I stumbled upon Aleph last thursday, 24 hours after having discovered the baby who was growing within me had ceased to live nearly one month before, while I was looking for “a few” books to help me run away from what I was living.
Of course I knew that Aleph wasn’t likely to offer me an escape in the world of fantasy, but I somehow felty it would have offered other, something I needed though feared.
Immediatly after finishing the reading I felt I wanted to write you and to thank you; I din’t know how to do so but I remembered that in the book you mentioned your blog and here I am.
I don’t know if you personally read all the comments on it (it looks like an enormous effort) neither if you will happen to read mine, but I think that it’s anyway important to me to try and reach you with these words, maybe you will read them, maybe it won’t matter, maybe somebody else will and that will result to be the reason for my writing them…
Last wednesday night I was feeling a huge pain, both emotionally and physically, and I said to my husband I would have been ready to accept it if it was to give life to our child, but I could not bear I was going through that when He/she had anyway died… I wanted to find a reason, a meaning; I knew it was somehow there, just beyond my reach, but could not find it…
Then I had to go through medical care and to try and begin facing the healing period, which I knew would have been rather a psychological then a physical matter…
I had bought 7 books, 5 of them were fantasy, the last 2 were Redfield’s Twelfth Enlightenment (I’m trying to re-translate the title from Italian, but I’m sure it should be near enough to let understand what I’m writing about) and your Aleph.
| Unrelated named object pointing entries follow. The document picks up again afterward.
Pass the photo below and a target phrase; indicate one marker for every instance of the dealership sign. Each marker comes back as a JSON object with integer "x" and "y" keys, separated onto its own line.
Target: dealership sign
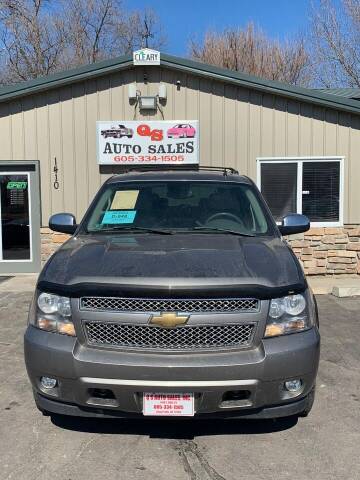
{"x": 146, "y": 56}
{"x": 122, "y": 142}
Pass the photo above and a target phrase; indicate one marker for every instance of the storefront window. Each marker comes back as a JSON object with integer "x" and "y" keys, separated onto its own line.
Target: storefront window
{"x": 14, "y": 215}
{"x": 309, "y": 186}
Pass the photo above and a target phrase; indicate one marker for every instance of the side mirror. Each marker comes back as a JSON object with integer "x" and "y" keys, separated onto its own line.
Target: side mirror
{"x": 294, "y": 223}
{"x": 63, "y": 222}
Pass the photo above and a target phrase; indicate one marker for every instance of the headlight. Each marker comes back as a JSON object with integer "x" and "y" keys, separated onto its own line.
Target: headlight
{"x": 53, "y": 314}
{"x": 288, "y": 315}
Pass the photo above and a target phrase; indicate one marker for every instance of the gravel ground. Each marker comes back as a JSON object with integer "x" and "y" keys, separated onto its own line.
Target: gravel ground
{"x": 323, "y": 446}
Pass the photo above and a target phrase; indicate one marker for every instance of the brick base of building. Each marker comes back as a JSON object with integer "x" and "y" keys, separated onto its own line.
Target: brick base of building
{"x": 328, "y": 251}
{"x": 321, "y": 251}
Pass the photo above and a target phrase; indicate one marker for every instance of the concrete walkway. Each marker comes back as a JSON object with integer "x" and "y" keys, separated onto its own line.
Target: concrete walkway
{"x": 338, "y": 286}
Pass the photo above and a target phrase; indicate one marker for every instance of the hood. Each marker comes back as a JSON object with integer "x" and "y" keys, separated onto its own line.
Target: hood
{"x": 187, "y": 263}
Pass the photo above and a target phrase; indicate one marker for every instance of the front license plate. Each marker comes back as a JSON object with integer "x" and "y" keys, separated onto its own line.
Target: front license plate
{"x": 168, "y": 404}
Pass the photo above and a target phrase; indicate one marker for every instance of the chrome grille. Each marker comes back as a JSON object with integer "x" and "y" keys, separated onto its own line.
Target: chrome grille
{"x": 118, "y": 304}
{"x": 113, "y": 334}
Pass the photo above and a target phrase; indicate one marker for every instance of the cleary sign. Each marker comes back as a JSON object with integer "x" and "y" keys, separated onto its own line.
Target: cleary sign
{"x": 146, "y": 56}
{"x": 123, "y": 142}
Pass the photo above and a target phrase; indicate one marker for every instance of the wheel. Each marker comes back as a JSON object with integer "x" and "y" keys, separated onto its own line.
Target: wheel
{"x": 310, "y": 403}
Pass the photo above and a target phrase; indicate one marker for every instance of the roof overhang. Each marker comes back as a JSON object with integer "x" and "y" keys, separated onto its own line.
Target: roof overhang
{"x": 106, "y": 67}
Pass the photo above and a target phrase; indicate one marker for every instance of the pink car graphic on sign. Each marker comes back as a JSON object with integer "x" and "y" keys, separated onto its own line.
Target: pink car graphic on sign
{"x": 181, "y": 130}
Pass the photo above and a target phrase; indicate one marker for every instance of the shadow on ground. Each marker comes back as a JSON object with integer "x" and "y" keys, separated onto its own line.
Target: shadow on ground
{"x": 173, "y": 429}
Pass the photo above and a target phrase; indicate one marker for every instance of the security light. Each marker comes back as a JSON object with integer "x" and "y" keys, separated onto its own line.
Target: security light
{"x": 162, "y": 91}
{"x": 147, "y": 103}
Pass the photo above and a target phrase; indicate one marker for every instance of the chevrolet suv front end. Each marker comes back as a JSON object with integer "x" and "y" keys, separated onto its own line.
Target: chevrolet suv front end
{"x": 176, "y": 295}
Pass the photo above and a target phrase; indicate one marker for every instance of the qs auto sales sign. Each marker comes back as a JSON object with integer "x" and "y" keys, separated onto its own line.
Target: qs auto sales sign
{"x": 124, "y": 142}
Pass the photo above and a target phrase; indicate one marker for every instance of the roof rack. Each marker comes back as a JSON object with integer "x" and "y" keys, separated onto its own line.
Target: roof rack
{"x": 225, "y": 170}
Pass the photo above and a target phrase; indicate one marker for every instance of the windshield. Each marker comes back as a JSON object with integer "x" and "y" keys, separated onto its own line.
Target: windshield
{"x": 174, "y": 206}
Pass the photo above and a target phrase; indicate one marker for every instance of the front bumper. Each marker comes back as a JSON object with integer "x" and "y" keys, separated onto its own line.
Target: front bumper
{"x": 259, "y": 372}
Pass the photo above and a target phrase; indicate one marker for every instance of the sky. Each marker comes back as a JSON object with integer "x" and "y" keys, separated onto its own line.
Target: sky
{"x": 185, "y": 19}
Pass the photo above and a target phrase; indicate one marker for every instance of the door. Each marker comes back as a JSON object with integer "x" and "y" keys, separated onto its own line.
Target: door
{"x": 19, "y": 217}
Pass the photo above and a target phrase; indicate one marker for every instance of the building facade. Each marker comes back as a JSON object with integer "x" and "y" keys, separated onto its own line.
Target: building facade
{"x": 302, "y": 148}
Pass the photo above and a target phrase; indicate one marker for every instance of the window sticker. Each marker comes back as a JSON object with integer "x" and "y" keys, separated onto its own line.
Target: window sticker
{"x": 124, "y": 199}
{"x": 117, "y": 217}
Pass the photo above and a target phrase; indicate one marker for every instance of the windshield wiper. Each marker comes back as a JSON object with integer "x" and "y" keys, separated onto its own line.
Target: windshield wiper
{"x": 129, "y": 228}
{"x": 224, "y": 230}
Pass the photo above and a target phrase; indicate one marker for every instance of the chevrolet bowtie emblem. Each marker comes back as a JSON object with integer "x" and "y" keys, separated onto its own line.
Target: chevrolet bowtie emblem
{"x": 168, "y": 320}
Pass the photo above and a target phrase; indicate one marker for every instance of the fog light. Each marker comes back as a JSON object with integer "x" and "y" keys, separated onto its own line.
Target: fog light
{"x": 293, "y": 385}
{"x": 48, "y": 382}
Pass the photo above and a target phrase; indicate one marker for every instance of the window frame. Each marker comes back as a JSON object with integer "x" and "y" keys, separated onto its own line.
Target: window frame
{"x": 300, "y": 161}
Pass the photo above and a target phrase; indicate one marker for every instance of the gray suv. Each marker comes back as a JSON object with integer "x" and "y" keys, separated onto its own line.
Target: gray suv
{"x": 175, "y": 296}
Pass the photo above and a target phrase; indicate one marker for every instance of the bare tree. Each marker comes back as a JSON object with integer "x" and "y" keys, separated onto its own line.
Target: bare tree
{"x": 44, "y": 36}
{"x": 250, "y": 51}
{"x": 32, "y": 38}
{"x": 336, "y": 43}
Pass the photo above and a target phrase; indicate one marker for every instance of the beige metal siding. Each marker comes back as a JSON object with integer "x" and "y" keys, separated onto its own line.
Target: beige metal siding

I had thought it would have been wise to start from the “lighter” books and to leave these latter for a few days foward, but of course I then acted the other way round…
Well, I can’t say I’ve fully healed, nor that I completely accepted what happened, but I want to thank you because reading Aleph helped me aaccepting part of my suffering and understanding a few things I’d like to list here, maybe for myself, maybe for others, I don’t actually know…
1) My child, in this life and occasion, didn’t stay with me for even a couple of months; but it hasn’t ceased to live and exist somewhere else on “the trein of life”!
2) If he/she chose to “come” and quite abruptely “go” there is a reason (that I might come to understand it or not) or more precisely there are some reasons, one linked to me, one linked to Him/her, one linked to my husband and so on… and each one has a meaning and an aim in our individual path.
3) A friend of mine who has gone through the same experience a few weeks earlier than me told me that she wants to make so that her experience makes sense in her life, makes her a better person and halps her understanding other women facing it… We both are psychoterapists and I start feeling it is being so also for me. I already know I will soon have to do something witha patient: up to now I had colluded with her feeling of guilt and had tried to help her having her understanding that she couldn’t have done anything different seen her stage in her evolutional path (she had feared becoming a mother since she still had unsolved matters with her own and had overworked during the pregnancy); now I know she couldn’t have done nothing at all, cause nothin was there to be done.
4) I also know I could do nothing cause nothing was there to be done and I’m starting to accept something I’ve always had troubles to deal with: not being almighty that is being impotent.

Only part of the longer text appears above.